2) Or someone who has known the Lord and "backslidden" –by willfully rebelling against the Lord and sinning blatantly—in a curious way this person may still believe the core claims of the gospel are true—they just “can’t live it”—these I will seek forever.
I am speaking above of a person who one knew Christ but has rejected the core claims of the Creeds—they now consider the blood of Christ “simply crap” and the resurrection a made up lie—I’m speaking of an apostate who once knew Christ but now disbelieves. This kind of person I would happily befriend for several years hoping they would make a comeback—but eventually I cannot be their “friend.”
I appreciate your clarification. I was simply operating on the original quote. The first example is one who has never known. The second is one who has accepted. The third is - "But if you are a friend who knew my wife and were her friend once but then later rejected her, I cannot be your friend." How it states here is quite different from your clarification, so I accept the clarification. I honestly don't know of too many people who are seriosly apostate as you define. I believe that there may be some who appear to be this way, but whether they actually truly believe that in their heart is another story. Look at someone who claims to be an atheist. How many really, really are? Is it a waste of our time to befriend them? Can we show a Christ-like example to this sort and perhaps win them, not by words, but by example? Look at all of the comments that were posted. Do you think that they understand the quote as you do? I mean no disrespect here, but we need honesty in thinking and honesty in ourselves today, as well as open discussion.
I think the other commentors (me being one) understand what Keith is saying, because we didn't just happen across the site. This is part of a larger conversation. Your query and his clarification will certainly help other casual drop-ins.

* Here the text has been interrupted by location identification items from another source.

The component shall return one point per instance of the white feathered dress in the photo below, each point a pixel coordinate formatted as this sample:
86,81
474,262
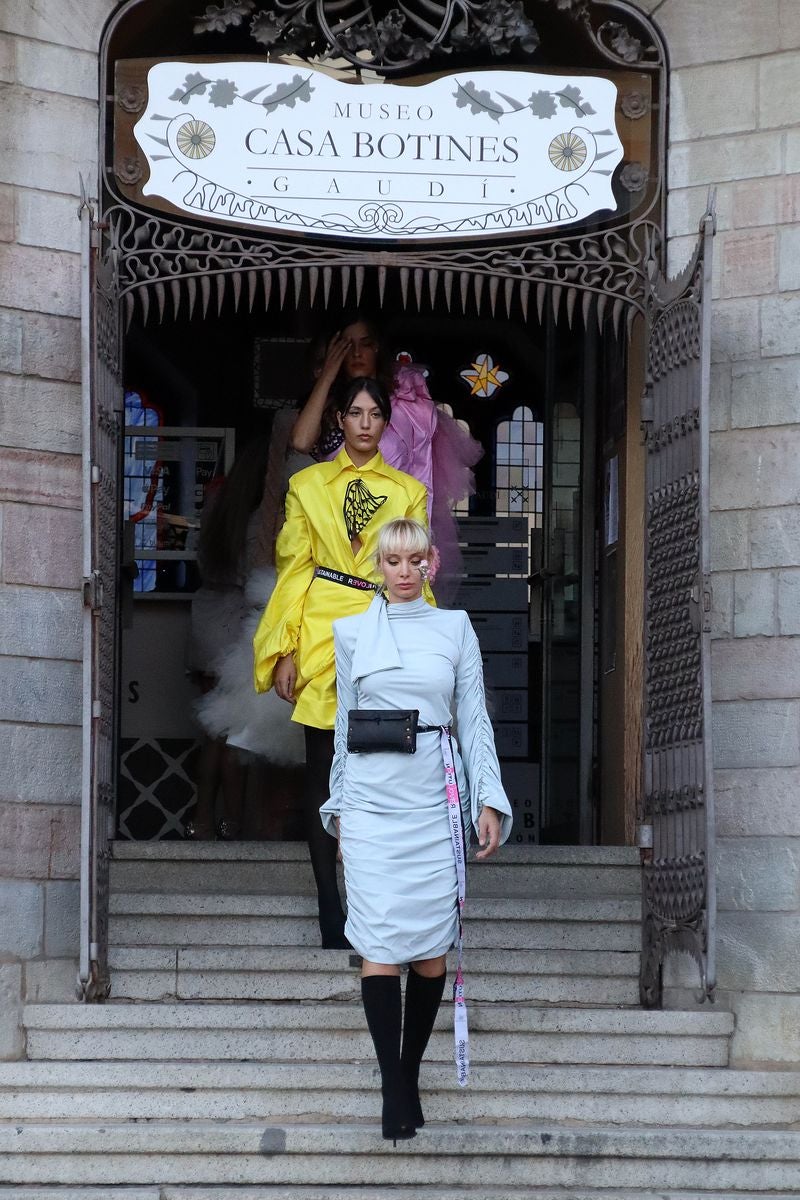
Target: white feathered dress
400,869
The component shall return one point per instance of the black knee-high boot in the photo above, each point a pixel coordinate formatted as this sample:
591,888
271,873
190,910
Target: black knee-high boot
422,1000
322,847
383,1006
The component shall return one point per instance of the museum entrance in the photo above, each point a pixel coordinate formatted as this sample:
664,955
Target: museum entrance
547,403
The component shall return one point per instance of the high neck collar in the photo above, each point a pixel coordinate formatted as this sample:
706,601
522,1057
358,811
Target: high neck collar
407,607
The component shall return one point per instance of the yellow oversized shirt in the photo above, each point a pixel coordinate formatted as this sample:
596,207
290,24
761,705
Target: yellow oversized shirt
301,610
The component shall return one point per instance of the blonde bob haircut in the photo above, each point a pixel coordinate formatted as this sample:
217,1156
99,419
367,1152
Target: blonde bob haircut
402,537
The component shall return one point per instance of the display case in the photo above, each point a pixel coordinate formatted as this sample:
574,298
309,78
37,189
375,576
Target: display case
168,474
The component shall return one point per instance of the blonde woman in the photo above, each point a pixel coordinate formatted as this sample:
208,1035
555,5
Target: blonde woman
394,810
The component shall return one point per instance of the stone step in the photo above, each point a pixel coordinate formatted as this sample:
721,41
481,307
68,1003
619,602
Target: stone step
283,867
242,1091
463,1192
336,1032
554,977
228,1152
259,919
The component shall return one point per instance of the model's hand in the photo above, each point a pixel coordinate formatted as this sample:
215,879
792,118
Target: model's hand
284,677
488,832
335,354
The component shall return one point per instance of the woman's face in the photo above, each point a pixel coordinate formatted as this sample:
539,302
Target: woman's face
361,359
403,575
362,426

Let me share with you my thinking in regards to Christian witness. As Christians, we are commissioned to win souls for Christ. I don't think anyone who truly professes would disagree with that. But how do the vast majority try to implement this? They invite sinners to church. They do not attempt true friendship. They merely invite them to church. Oh, they shake hands with them, smile, pat them on the back - but where are they the rest of the time? Where are they when that individual needs a true friend - when he's down, when he's drinking his pain away, when he longs for someone to talk to about his problems - where are they then? And sadly, when he attempts to make contact with them - what do they do? They invite him to church. Here's a challenge for you. What would happen if 10 people from your church would find someone who is a sinner and "adopt" them - be a true friend - have him over for meal, genuinely and consistently, bake him a cake by surprise and take it to him, listen to his problems and attempt to give good advice. Offer to mow his grass when he is so depressed he can't keep things up, help him locate work when he is unemployed by using your contacts -do all of this, and never discuss him going to your church. How many of these adoptees might gain an interest in spiritual things by your example? I think that is what God would love to work with through the Holy Spirit. It's His Spirit within us that moves souls, and I sincerely hope that we all feel His power within our hearts, for if we don't, we need to do a serious checkup as to why. I appreciate your forum.
Sure Rick that's exactly how I feel about friendship with unbelievers... (which is not what the article is about). You are right on regarding unbelievers.